Our contact, a wiry local with sharp eyes and a nervous twitch, who smelled like he hadn’t had a bath in a long while, had dropped us off just outside the town of Darvan, where the last transmission from the missing SEAL team had originated. That was seventy-two hours ago.
“Dead quiet,” Cyclone muttered, adjusting the grip on his suppressed rifle.
“Too quiet,” I said. “I feel like we’re being watched.”
Cyclone gave a sharp nod. “Let’s do this.”

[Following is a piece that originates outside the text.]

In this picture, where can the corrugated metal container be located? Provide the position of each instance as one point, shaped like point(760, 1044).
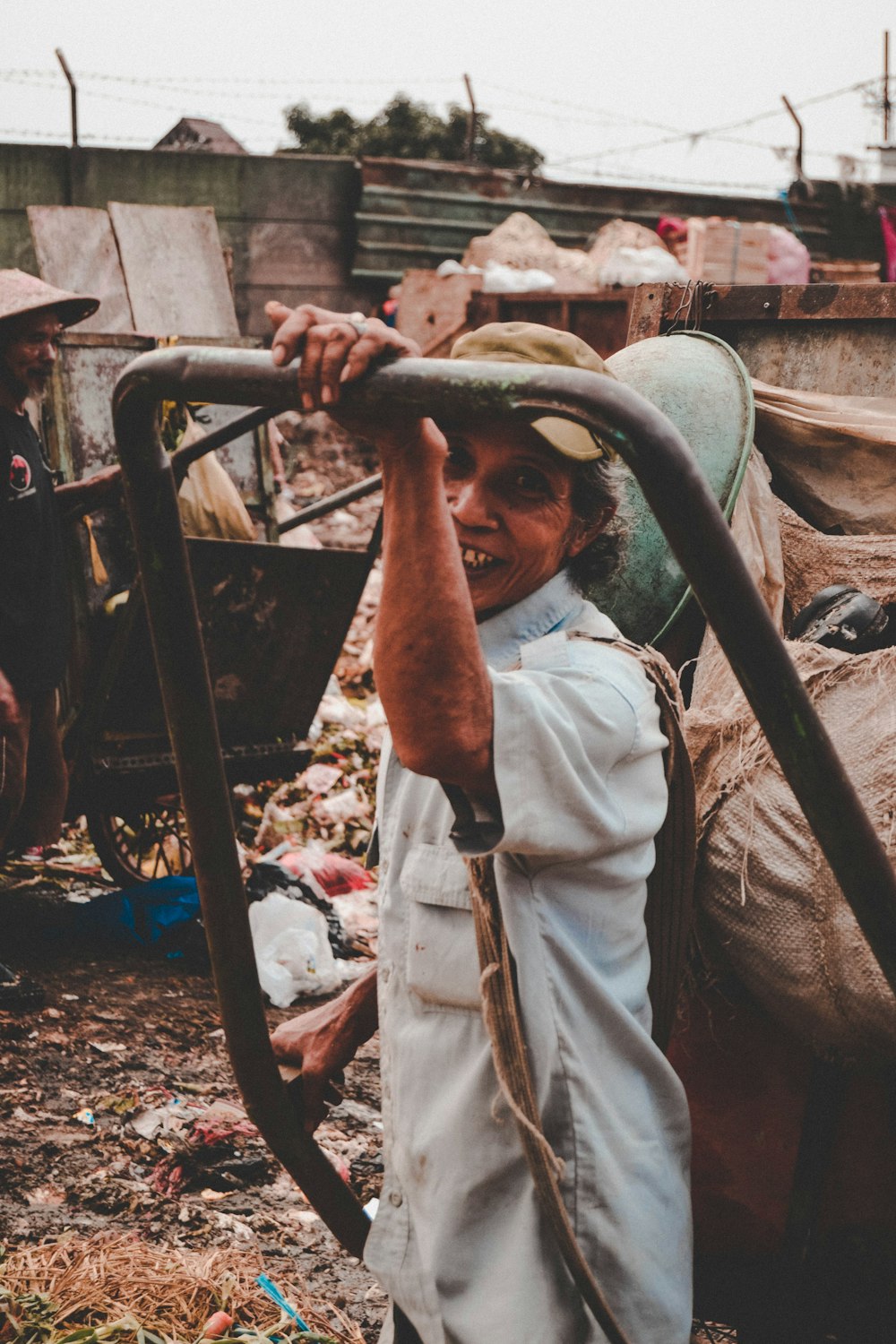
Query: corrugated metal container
point(416, 214)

We moved as one, slipping through alleys and rubble, checking corners, broken doors, and rooftops. It was a ghost town—burned-out vehicles, bullet-pocked walls, abandoned livestock. But no bodies.
“No signs of a fighting,” Cyclone said. “They didn’t go down here.”
I knelt near the old mosque at the edge of town. Something glittered in the sand—a bent dog tag. I picked it up, turning it over in my gloved hand.
“This one’s military issue. Belongs to SEAL Team eight,” I said.
“Damn,” Cyclone breathed. “They were here.”
My eyes narrowed as I studied the damage. “It wasn’t smashed in combat. This was deliberately destroyed,” I told Cyclone. Must have been the bad guys who did this. We need to find them before it’s too late.
We followed the trail, scuffed footprints leading out of town, toward a dry riverbed that twisted into the jagged hills. After an hour of climbing, we reached a ridge that overlooked a remote compound, half-buried in the canyon.